とんでもパラレル。
何があっても引かない人向け。キャラがたくさん死んでます。
クローンは禁止されてるけど、アンドロイドや人工四肢はつくれる世界。
すーれんは研究所の研究者でした。









「あわわ、アルフレッド君……!」


よく晴れた朝だった。
アルフレッドは朝食後の珈琲を淹れていたところだ。
静かな朝を打ち破るようにキッチンに駆け込んできたのは一人の子供だった。
アルフレッドが畳んだ新聞をテーブルの端に置き、目を向けると、子供は鼻を啜った。
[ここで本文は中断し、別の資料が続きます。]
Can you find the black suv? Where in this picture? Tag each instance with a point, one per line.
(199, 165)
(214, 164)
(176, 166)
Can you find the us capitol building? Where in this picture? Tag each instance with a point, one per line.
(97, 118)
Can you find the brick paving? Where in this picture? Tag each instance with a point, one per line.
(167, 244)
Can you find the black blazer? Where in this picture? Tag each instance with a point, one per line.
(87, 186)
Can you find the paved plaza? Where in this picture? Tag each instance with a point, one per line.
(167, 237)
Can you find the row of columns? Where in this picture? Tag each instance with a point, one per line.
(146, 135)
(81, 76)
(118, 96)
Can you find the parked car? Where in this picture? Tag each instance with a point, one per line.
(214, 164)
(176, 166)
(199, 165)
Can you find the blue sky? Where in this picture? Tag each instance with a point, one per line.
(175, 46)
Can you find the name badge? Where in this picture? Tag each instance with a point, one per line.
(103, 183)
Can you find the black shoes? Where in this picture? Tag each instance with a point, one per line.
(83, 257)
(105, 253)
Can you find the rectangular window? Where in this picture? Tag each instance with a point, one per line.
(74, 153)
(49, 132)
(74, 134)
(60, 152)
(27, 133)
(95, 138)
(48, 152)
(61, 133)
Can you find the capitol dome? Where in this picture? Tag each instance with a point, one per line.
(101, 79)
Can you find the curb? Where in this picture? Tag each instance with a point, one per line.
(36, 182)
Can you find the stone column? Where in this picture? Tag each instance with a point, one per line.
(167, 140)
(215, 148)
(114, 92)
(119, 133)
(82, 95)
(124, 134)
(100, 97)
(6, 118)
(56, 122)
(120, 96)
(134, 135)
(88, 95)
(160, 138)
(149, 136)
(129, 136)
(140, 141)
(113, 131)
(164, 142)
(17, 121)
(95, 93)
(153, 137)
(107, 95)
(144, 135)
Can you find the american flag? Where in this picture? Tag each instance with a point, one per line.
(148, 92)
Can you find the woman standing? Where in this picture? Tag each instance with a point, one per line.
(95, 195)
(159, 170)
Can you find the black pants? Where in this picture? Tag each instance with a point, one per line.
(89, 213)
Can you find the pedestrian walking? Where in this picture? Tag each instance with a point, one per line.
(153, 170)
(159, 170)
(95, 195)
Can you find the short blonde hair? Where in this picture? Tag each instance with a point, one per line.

紫の眼に涙が滲んでいる。

「しんじゃったんだ」
「またかい?」
「腕がもげちゃった」
「なんでまた」
「汚れてたから、きれいにしてあげようと思って」

赤い液体に濡れた手で涙を拭うので、子供の白い肌に生々しい赤の色が伸びた。
気付いて、慌てて彼は手を下ろす。これ以上顔を汚さぬ為ではない。彼の首に巻かれた淡い色のマフラーを汚さぬ為である。
アルフレッドが大きくため息を吐くと、子供は下ろした手を握りしめて俯いた。

「イヴァン、君、また力加減を間違えたんだ」
「そうみたい」
「そろそろどのくらいの力なら死ぬのかわかるだろ?」
「うーん…ごめんね」

アルフレッドは謝った瞬間に視線を逸らせたイヴァンの様子を見逃さなかった。
悲しむように泣いてみせても無駄だ。下手くそめ、嘘泣きがばればれなのだ。そう思った。
同時に、腹の底を抉るような怒りの感情がずしりと襲う。
しかし、ぐっと堪えた。それをぶつけるには、イヴァンの体はひどく頼りなく小さい。壊してしまいそうだった。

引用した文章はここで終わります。